Your personal reasons to consider raising a flock chickens – plus your available current space – will greatly influence (a) how many chickens, and (b) how much time and space will be required.
Although it is not true of all commercially raised poultry, it has been reported that many:
- live out their lives in a computer-controlled, artificial environment. Everything – light, temperature, humidity, clean up and feeding – is geared to generate quick and efficient growth or egg production;
- are fed ’growth stimulants’ (which traces of are then passed into our own bodies), or will eat out of boredom, and;
- many commercially raised birds are packed into their cages so tightly that they can’t turn around or are raised in crowded living conditions resulting in stress.
Although many believe the striking difference in taste between commercial and home grown poultry relies solely on freshness, the ‘time to market’ is not always the culprit. An increase in awareness on commercial food packers’ care and feeding practices of live poultry, and not just the processing and distribution, has a lot to do with the quality of the end product.
The last distasteful statement isn’t made from a purely humanitarian stance. I firmly believe that an animal’s stress level affects not just the taste, but the nutrient value of the end product. We, in turn, ingest all those stress induced hormones when we consume the poultry. I have not found a study or results to prove this statement but I truly believe we’ll be seeing evidence of this in the near future.
What’s Needed to Raise Chickens
You’ll need a coop or outbuilding of some sort, plus a protected run to keep them safe from predators and extreme weather.
If you start out with young or day old birds you may also need a heat lamp until they’re well established.
The breed of chicken you get may be determined by a number of factors. Do you want egg layers, dual purpose or strictly a meat bird? If you’re raising egg layers there are a multitude of breeds to choose from. I choose the large black varieties because our hobby farm is in Northern Canada. The larger my hens are, and the more they attract the sunlight based on their color, the easier it is to keep them warm.

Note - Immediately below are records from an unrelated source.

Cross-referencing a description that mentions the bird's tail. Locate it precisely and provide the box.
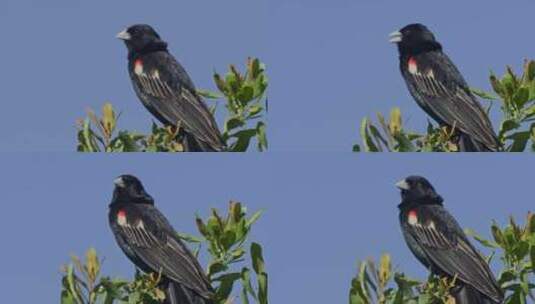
[451,284,498,304]
[164,281,213,304]
[458,133,497,152]
[183,133,225,152]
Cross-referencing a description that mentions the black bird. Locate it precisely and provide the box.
[396,176,503,303]
[117,24,225,152]
[108,175,214,304]
[389,24,499,152]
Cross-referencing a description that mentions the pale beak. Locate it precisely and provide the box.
[116,29,131,40]
[114,177,125,188]
[389,31,403,43]
[395,179,410,190]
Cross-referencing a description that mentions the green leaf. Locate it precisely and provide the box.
[224,116,246,134]
[471,88,498,100]
[506,131,531,152]
[357,261,372,300]
[197,89,223,99]
[491,223,504,246]
[256,121,268,151]
[177,232,203,243]
[195,217,209,238]
[231,248,246,260]
[207,215,223,238]
[360,118,379,152]
[368,124,388,151]
[77,119,100,152]
[213,73,228,94]
[246,210,263,229]
[513,87,530,108]
[499,119,520,139]
[258,272,268,304]
[229,129,257,152]
[502,67,518,97]
[247,57,262,80]
[392,132,416,152]
[530,246,535,275]
[238,85,255,104]
[128,291,140,304]
[389,107,403,135]
[220,230,237,250]
[241,267,257,301]
[490,73,504,96]
[60,290,75,304]
[253,75,268,100]
[522,60,535,83]
[379,254,391,286]
[225,72,239,94]
[86,247,100,284]
[251,242,265,274]
[465,228,499,248]
[248,105,264,118]
[65,265,83,304]
[513,241,530,260]
[101,103,116,137]
[208,261,228,277]
[214,272,241,301]
[523,105,535,119]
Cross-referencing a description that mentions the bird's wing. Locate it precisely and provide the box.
[404,52,498,150]
[133,53,224,151]
[115,205,213,298]
[405,206,502,302]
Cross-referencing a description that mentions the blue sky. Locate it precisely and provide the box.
[1,154,532,303]
[3,0,535,151]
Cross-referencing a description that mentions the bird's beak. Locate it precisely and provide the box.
[395,179,410,190]
[116,29,131,41]
[389,31,403,43]
[114,177,125,188]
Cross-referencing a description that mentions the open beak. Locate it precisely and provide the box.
[116,29,131,40]
[395,179,410,190]
[389,31,403,43]
[114,177,125,188]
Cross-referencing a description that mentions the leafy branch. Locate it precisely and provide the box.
[354,60,535,152]
[349,213,535,303]
[61,202,268,304]
[77,58,268,152]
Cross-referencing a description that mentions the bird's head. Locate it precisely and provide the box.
[389,23,442,55]
[117,24,167,55]
[111,174,154,206]
[396,175,443,206]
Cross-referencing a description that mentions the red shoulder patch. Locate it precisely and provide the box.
[408,57,418,74]
[117,209,127,226]
[134,59,143,75]
[408,209,418,225]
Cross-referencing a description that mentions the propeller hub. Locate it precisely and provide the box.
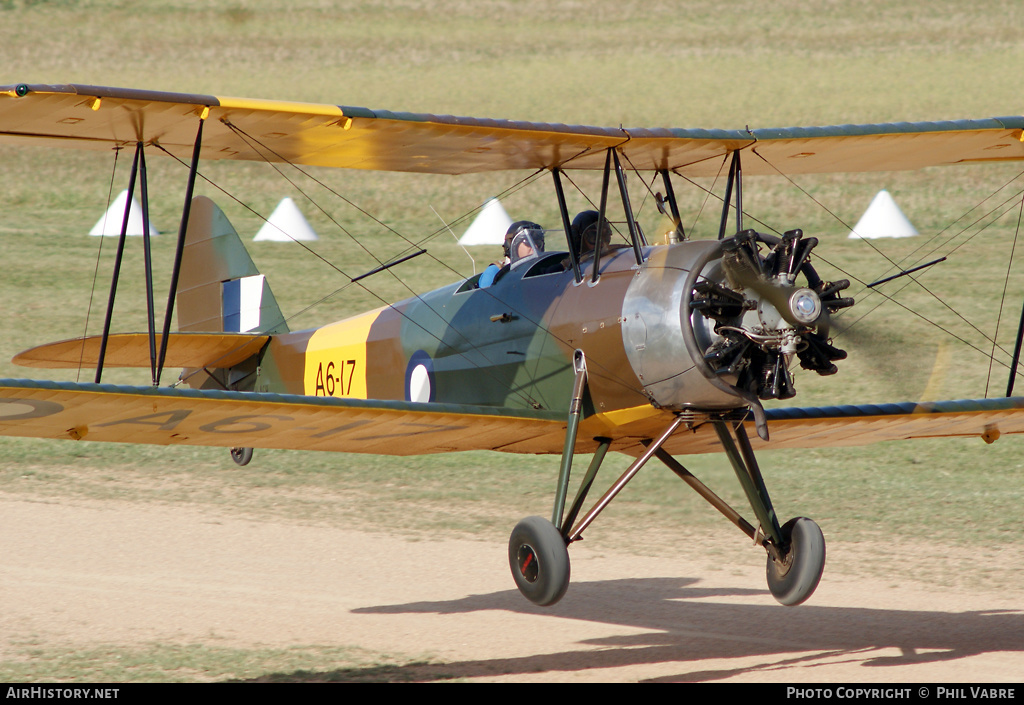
[621,230,853,411]
[790,288,822,324]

Wherever we’ve been located over the years however, I’ve always snooped around, talked to the locals and found out what works best for them. If you’re shy and don’t approach strangers easily, ask at the feed store.
How to Start Raising Chickens
You can start with day old chicks or started birds. If you have a country auction house nearby you can also start with birds ready to lay or be finished off for the freezer. Please don’t be startled when I say ‘finished off’ – it simply means that you put the last bit of goodness into your meat birds a few weeks before they’re put into the freezer.

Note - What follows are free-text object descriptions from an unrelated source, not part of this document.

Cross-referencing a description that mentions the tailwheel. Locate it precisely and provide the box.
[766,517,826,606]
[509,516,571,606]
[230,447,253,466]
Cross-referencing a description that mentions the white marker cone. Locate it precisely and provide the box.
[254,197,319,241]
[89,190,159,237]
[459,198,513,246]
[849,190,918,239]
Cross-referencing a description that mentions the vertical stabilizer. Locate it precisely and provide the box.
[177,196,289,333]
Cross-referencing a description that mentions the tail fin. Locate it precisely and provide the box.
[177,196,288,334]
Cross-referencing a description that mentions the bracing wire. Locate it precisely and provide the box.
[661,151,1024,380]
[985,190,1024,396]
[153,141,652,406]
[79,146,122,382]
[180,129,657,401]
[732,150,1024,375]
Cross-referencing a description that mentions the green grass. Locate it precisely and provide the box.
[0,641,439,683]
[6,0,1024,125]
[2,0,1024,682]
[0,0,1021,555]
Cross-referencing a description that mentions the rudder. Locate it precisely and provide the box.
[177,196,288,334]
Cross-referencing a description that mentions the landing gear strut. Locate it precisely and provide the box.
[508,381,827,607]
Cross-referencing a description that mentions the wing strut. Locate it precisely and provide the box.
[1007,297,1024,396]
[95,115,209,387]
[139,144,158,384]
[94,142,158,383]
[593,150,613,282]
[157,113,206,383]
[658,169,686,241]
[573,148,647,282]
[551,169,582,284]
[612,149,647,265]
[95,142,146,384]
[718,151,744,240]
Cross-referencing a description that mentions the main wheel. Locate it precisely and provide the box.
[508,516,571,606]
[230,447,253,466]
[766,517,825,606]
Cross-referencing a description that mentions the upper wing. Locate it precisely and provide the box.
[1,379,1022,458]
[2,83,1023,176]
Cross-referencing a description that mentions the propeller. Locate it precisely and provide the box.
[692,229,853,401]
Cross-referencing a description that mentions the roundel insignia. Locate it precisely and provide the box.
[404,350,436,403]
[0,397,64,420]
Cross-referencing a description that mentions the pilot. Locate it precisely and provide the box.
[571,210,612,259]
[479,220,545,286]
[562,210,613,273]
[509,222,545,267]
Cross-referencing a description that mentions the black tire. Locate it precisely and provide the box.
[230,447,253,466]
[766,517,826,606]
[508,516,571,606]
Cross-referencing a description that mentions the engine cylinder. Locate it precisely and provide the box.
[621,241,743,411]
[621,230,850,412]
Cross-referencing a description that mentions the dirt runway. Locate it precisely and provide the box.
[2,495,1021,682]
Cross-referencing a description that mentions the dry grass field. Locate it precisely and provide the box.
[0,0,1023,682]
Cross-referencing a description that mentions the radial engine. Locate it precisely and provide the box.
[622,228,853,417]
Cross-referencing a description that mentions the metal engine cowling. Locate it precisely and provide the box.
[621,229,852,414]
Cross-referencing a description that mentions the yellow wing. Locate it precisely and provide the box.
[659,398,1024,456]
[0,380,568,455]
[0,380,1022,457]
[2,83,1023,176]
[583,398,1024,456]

If you think you might like a large flock, or have a school aged child at home, or a home schooled child who is ready to learn about egg incubation, you can also buy fertilized eggs and hatch them yourself. This is really easy and is a great lesson.
Young chicks go into the coop, under a heat lamp with food and water at all times. You should check in on them many times throughout the day and adjust the lamp height, as well as ensure that none of the chicks have drowned themselves in inadequate watering bowls, etc. The temperature required is about 95 degrees for the first week of their lives. If your barn or coop is drafty, keep the chicks in a box (wood or even a large cardboard box) to ensure they aren’t being exposed to chilly breezes.
What To Feed Chickens?
Chicken feed comes in pellets, mash, crumble or scratch grain.

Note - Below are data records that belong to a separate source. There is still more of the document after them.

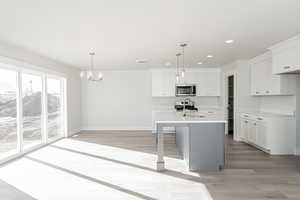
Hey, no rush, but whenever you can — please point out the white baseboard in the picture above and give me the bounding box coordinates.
[81,126,152,131]
[295,149,300,156]
[68,128,81,137]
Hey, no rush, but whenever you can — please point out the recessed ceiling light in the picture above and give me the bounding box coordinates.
[197,62,203,65]
[207,55,213,58]
[136,59,148,64]
[225,39,234,44]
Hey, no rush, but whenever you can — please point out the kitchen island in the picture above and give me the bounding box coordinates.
[154,111,226,172]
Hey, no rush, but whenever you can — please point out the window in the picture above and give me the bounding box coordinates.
[22,73,43,149]
[47,78,64,141]
[0,65,66,163]
[0,68,18,158]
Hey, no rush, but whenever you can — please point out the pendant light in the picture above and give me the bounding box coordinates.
[80,52,103,82]
[175,53,181,83]
[180,43,187,79]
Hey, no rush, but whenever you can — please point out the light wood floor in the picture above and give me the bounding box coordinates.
[0,131,300,200]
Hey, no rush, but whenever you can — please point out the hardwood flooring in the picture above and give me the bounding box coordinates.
[0,131,299,200]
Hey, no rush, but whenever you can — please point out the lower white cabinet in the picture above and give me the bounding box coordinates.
[239,113,295,155]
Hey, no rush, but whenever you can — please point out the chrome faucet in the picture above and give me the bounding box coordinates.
[183,97,189,117]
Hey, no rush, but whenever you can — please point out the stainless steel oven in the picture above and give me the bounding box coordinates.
[175,84,196,96]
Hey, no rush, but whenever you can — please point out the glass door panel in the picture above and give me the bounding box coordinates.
[22,73,43,149]
[47,78,63,141]
[0,68,18,158]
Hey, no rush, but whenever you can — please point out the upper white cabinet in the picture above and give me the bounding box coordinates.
[269,35,300,74]
[151,69,175,97]
[250,52,295,96]
[151,69,221,97]
[185,70,221,96]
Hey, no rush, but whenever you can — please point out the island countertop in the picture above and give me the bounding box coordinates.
[154,111,227,124]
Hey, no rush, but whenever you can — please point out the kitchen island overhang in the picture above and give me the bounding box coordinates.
[155,115,227,172]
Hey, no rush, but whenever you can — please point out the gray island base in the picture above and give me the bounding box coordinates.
[155,116,226,173]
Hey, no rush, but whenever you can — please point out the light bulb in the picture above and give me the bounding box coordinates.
[181,70,185,78]
[176,74,180,83]
[80,71,85,78]
[87,71,93,80]
[97,71,103,80]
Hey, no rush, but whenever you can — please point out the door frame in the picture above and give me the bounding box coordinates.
[224,71,238,141]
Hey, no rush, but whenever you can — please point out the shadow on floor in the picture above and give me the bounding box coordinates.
[0,179,37,200]
[50,144,203,183]
[70,131,182,159]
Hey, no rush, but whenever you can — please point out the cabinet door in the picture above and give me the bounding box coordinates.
[248,121,257,144]
[256,120,268,149]
[152,70,175,97]
[265,58,281,95]
[164,71,176,96]
[272,45,300,74]
[198,71,221,96]
[240,118,249,141]
[251,62,265,95]
[152,70,164,96]
[251,60,271,95]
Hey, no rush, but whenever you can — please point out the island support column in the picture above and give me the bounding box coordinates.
[156,124,165,171]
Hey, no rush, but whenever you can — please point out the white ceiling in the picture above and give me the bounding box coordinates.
[0,0,300,70]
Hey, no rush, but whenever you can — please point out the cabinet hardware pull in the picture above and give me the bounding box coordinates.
[283,66,291,69]
[256,91,260,94]
[257,117,263,120]
[266,91,270,93]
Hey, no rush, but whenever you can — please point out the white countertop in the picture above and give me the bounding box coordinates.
[154,111,227,124]
[240,111,295,118]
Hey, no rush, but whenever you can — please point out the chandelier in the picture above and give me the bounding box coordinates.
[80,52,103,81]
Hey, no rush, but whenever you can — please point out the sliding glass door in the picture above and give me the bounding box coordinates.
[0,68,18,159]
[22,73,43,150]
[0,65,66,163]
[47,77,64,142]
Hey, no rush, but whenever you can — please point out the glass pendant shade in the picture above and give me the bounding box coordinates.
[181,70,185,78]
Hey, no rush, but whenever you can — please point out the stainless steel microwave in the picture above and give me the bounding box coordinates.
[175,84,196,96]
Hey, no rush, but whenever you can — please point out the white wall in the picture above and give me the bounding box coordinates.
[81,69,221,131]
[259,96,296,115]
[221,60,260,113]
[0,41,81,136]
[81,70,153,130]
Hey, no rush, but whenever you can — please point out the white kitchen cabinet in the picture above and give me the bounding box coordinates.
[248,120,257,144]
[269,35,300,74]
[239,113,295,155]
[152,70,175,97]
[255,118,268,150]
[250,52,295,96]
[240,117,249,141]
[185,70,221,96]
[152,69,221,97]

Scratch grain is the cheapest but not necessarily the best feed for your chickens. It won’t provide them with all the nutrients they need to keep them in top laying performance, but can be a nice treat on occasion. Feed in the form of pellets is the easiest and least wasteful of the others, but I often use a layer’s mash as it contains a higher level of calcium for the hens (which they need in the formation of egg shells).
How About A Rooster?
I guess I forgot to mention another reason people like raising chickens in the list above. For the sheer joy of hearing that country crowing from a rooster every morning!
Nature’s alarm clock comes early.
You don’t need a rooster (you probably also don’t want to be woken up 7 days a week at daybreak).
Even if you’re raising egg layers you still don’t need a rooster to get your hens to lay.
As a matter of fact it’s better not to have a rooster for your layers.
Roosters are forever mounting the hens and can be rough on the girls.
Sometimes roosters can be overly aggressive towards humans.
And, all your farm fresh eggs will be fertilized (which actually isn’t a big deal if you’re collecting and storing your eggs in the fridge every day.
So Tell Me Again, Why Raise Chickens?
Because it’s fun (or any of the other reasons above), as well as educational. There is actually a lot more to learn about raising chickens if you’re really interested.